As an advertisement illustrator in the 1950s, Warhol used assistants to increase his productivity. Collaboration would remain a defining (and controversial) aspect of his working methods throughout his career; this was particularly true in the 1960s. One of the most important collaborators during this period was Gerard Malanga. Malanga assisted the artist with the production of silkscreens, films, sculpture, and other works at "The Factory", Warhol's aluminum foil-and-silver-paint-lined studio on 47th Street (later moved to Broadway). Other members of Warhol's Factory crowd included Freddie Herko, Ondine, Ronald Tavel, Mary Woronov, Billy Name, and Brigid Berlin (from whom he apparently got the idea to tape-record his phone conversations).[43]

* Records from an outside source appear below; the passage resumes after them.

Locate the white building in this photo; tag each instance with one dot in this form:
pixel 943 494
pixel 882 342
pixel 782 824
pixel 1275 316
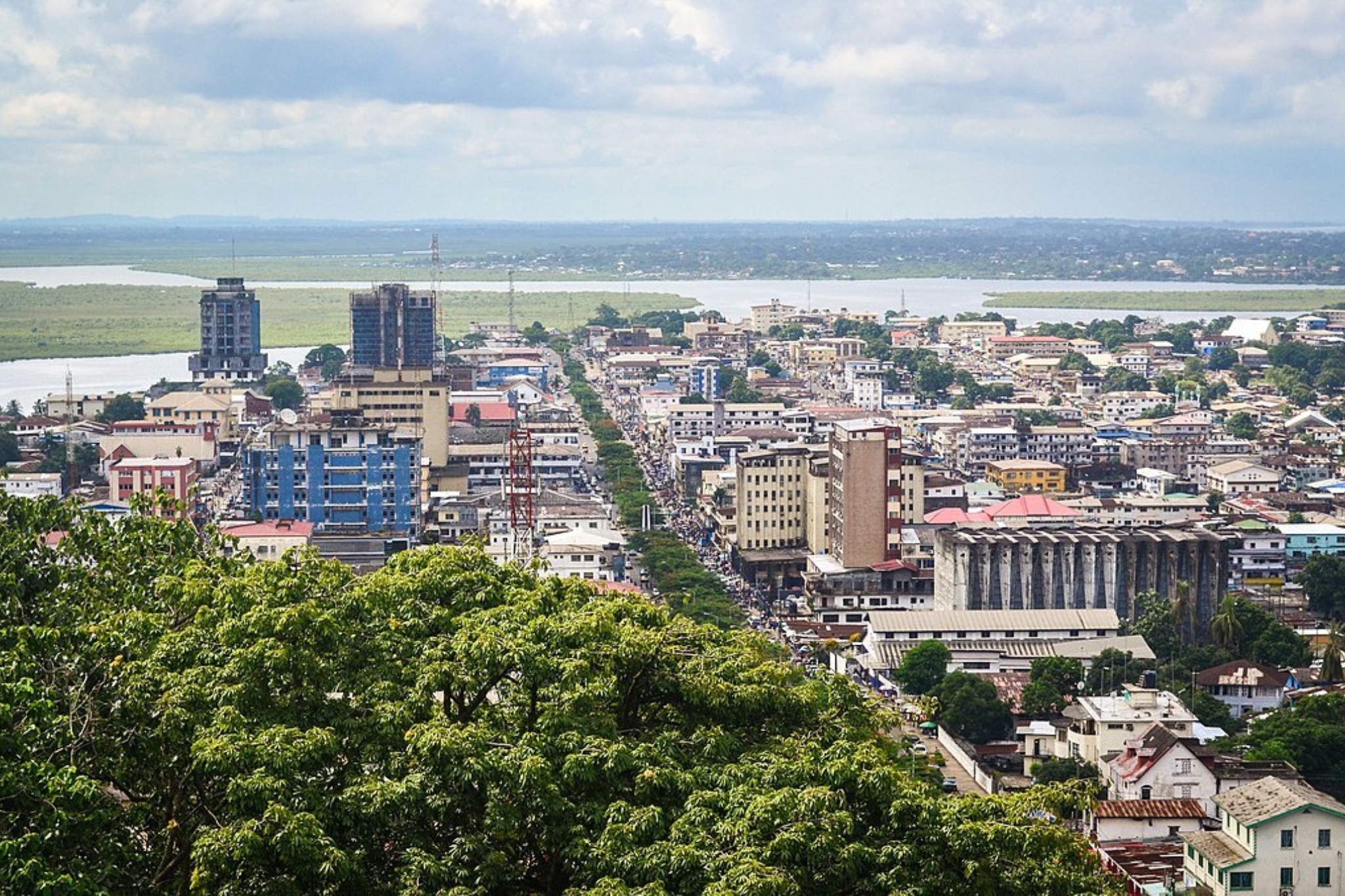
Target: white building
pixel 32 485
pixel 1099 727
pixel 1158 765
pixel 1277 837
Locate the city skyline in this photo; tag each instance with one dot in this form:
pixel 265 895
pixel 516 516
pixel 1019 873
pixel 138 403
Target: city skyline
pixel 676 110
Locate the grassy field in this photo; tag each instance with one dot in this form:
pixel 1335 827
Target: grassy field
pixel 358 269
pixel 1224 301
pixel 82 322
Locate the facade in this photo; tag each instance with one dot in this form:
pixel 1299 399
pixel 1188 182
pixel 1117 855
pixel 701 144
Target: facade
pixel 272 539
pixel 1026 476
pixel 146 476
pixel 1246 687
pixel 772 314
pixel 693 422
pixel 1099 727
pixel 341 472
pixel 970 333
pixel 873 490
pixel 771 498
pixel 32 485
pixel 391 327
pixel 1158 765
pixel 231 333
pixel 1275 837
pixel 1076 568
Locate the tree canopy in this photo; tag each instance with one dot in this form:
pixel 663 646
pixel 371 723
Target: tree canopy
pixel 173 717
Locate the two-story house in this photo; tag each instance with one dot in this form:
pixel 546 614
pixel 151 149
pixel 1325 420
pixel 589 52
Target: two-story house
pixel 1277 837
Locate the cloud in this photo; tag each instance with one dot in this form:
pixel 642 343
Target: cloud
pixel 801 101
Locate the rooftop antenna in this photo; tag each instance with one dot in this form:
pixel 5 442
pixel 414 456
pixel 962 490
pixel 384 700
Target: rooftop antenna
pixel 436 281
pixel 70 425
pixel 513 327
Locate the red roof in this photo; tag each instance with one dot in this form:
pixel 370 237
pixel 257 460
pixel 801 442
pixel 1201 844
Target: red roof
pixel 1030 505
pixel 491 412
pixel 272 530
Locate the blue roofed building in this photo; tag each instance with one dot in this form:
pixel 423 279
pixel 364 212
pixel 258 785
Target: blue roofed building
pixel 341 472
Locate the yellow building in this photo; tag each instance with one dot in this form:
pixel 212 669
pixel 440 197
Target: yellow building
pixel 1026 476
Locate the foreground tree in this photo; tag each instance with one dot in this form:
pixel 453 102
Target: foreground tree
pixel 177 720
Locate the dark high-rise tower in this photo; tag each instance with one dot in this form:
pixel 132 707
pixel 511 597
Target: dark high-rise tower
pixel 391 327
pixel 231 333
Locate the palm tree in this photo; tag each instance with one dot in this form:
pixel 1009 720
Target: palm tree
pixel 1332 670
pixel 1225 628
pixel 1184 613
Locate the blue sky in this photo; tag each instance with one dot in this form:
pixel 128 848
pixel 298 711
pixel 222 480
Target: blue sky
pixel 674 109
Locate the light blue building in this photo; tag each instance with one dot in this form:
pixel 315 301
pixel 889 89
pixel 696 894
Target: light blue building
pixel 342 473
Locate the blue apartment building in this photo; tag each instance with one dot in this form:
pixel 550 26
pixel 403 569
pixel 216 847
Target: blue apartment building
pixel 340 472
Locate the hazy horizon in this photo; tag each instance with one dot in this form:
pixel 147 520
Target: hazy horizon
pixel 674 110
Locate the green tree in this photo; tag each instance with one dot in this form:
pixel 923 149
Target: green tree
pixel 174 719
pixel 1225 628
pixel 286 394
pixel 607 316
pixel 923 667
pixel 1242 426
pixel 536 335
pixel 1053 683
pixel 123 408
pixel 970 708
pixel 9 448
pixel 1323 578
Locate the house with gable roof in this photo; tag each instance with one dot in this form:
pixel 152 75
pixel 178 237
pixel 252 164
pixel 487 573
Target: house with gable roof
pixel 1277 837
pixel 1161 765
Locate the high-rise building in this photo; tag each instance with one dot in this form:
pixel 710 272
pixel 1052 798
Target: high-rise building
pixel 341 472
pixel 231 333
pixel 875 488
pixel 391 327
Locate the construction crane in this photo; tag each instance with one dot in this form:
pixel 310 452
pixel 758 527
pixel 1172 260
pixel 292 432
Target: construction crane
pixel 72 468
pixel 519 492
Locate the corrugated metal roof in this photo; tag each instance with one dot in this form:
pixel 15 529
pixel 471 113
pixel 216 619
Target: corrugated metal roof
pixel 1149 809
pixel 992 620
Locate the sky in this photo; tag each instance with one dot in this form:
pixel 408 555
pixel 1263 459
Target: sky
pixel 674 109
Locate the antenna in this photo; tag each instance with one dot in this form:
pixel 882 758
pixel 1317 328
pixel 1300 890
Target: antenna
pixel 513 326
pixel 70 449
pixel 436 281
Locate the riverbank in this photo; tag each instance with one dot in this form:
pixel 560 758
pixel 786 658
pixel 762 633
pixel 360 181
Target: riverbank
pixel 1215 301
pixel 108 320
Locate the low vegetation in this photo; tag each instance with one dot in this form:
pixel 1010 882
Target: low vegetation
pixel 85 322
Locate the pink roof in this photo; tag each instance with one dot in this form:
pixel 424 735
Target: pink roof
pixel 1030 505
pixel 947 516
pixel 272 530
pixel 490 410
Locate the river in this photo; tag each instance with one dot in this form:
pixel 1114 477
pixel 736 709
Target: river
pixel 29 381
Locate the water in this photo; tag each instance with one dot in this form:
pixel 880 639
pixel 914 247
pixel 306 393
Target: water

During the 1960s, Warhol also groomed a retinue of bohemian and counterculture eccentrics upon whom he bestowed the designation "Superstars", including Nico, Joe Dallesandro, Edie Sedgwick, Viva, Ultra Violet, Holly Woodlawn, Jackie Curtis, and Candy Darling. These people all participated in the Factory films, and some—like Berlin—remained friends with Warhol until his death. Important figures in the New York underground art/cinema world, such as writer John Giorno and film-maker Jack Smith, also appear in Warhol films (many premiering at the New Andy Warhol Garrick Theatre and 55th Street Playhouse) of the 1960s, revealing Warhol's connections to a diverse range of artistic scenes during this time. Less well known was his support and collaboration with several teenagers during this era, who would achieve prominence later in life including writer David Dalton,[44] photographer Stephen Shore[45] and artist Bibbe Hansen (mother of pop musician Beck).[46]